L'Église avait donc ses conciles, ses synodes provinciaux, en d'autres termes, ses assemblées délibérantes. Elle avait un autre principe de vie, le principe de l'élection. C'est par l'élection qu'on arrivait alors à l'épiscopat, quelquefois par l'élection tout à fait populaire, par l'acclamation, quelquefois par une élection autrement réalisée, mais cependant toujours par l'élection. Or, imaginez dans un temps de désorganisation, de faiblesse comme celle de l'empire et de l'ordre politique, quelle devait être la force relative de cette organisation de la société chrétienne. Et les hommes formant cette hiérarchie, avaient, en outre, l'expérience des affaires, l'expérience des grandes luttes. Ils avaient lutté avec le pouvoir temporel, avec l'hérésie, avec les restes du paganisme, ils avaient été enveloppés dans des affaires très-compliquées, ils avaient eu des obstacles de toute nature à vaincre, c'étaient des hommes formés par l'expérience et par la lutte. L'élection les nommait, la lutte les formait, la hiérarchie leur donnait force et vigueur.

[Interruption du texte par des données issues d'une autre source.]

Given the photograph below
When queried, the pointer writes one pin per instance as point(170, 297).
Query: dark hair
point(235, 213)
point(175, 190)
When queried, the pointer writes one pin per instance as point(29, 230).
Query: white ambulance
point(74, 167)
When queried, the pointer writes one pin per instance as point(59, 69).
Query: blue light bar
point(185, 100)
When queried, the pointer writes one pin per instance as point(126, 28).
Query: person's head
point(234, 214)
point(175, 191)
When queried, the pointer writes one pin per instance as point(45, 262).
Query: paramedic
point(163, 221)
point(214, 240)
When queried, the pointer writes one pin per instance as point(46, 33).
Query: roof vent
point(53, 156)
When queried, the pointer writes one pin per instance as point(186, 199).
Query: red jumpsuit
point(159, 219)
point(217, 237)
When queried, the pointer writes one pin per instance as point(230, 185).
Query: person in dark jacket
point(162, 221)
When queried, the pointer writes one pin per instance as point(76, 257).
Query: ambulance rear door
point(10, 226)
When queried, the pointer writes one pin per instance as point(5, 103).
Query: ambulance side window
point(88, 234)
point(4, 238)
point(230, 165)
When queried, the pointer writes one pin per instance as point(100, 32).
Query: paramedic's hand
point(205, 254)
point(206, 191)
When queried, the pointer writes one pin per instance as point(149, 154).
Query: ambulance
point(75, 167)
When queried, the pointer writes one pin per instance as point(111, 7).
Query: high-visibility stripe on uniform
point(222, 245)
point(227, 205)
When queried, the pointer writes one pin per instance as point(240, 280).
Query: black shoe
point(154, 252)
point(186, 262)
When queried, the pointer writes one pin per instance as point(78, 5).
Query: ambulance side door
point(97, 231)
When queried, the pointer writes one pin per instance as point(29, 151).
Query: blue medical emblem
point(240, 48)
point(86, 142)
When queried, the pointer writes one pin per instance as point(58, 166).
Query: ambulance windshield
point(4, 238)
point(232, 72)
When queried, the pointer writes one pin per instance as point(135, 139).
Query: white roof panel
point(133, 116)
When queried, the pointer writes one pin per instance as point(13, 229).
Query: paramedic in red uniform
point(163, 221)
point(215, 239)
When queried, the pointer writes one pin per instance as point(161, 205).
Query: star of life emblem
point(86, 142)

Ce n'est pas tout. Ceux de vous qui ont étudié le droit de Rome, savent par les nombreux témoignages qu'on en trouve dans le code de Théodose et dans le code de Justinien, qu'à mesure que l'autorité municipale s'affaiblissait, à mesure qu'elle se décriait, l'autorité épiscopale augmentait. Une partie

de l'autorité des magistrats avait été décernée aux évêques. Le municipe, tout le monde le fuyait, le municipe, personne ne lui aurait fait aucun legs, aucune donation, car le municipe n'était plus l'affaire du pays, c'était une charge, un fléau, le jouet du fisc impérial. Mais si le municipe était regardé de cette manière, la paroisse se formait, la paroisse grandissait. C'était dans ces communautés religieuses qu'on se réfugiait, c'était vers l'évêque qu'on portait ses regards, ses dons, ses offrandes et en conséquence, la société ecclésiastique augmentait de jour en jour, l'arbitrage de l'évêque était préféré au jugement de la justice locale.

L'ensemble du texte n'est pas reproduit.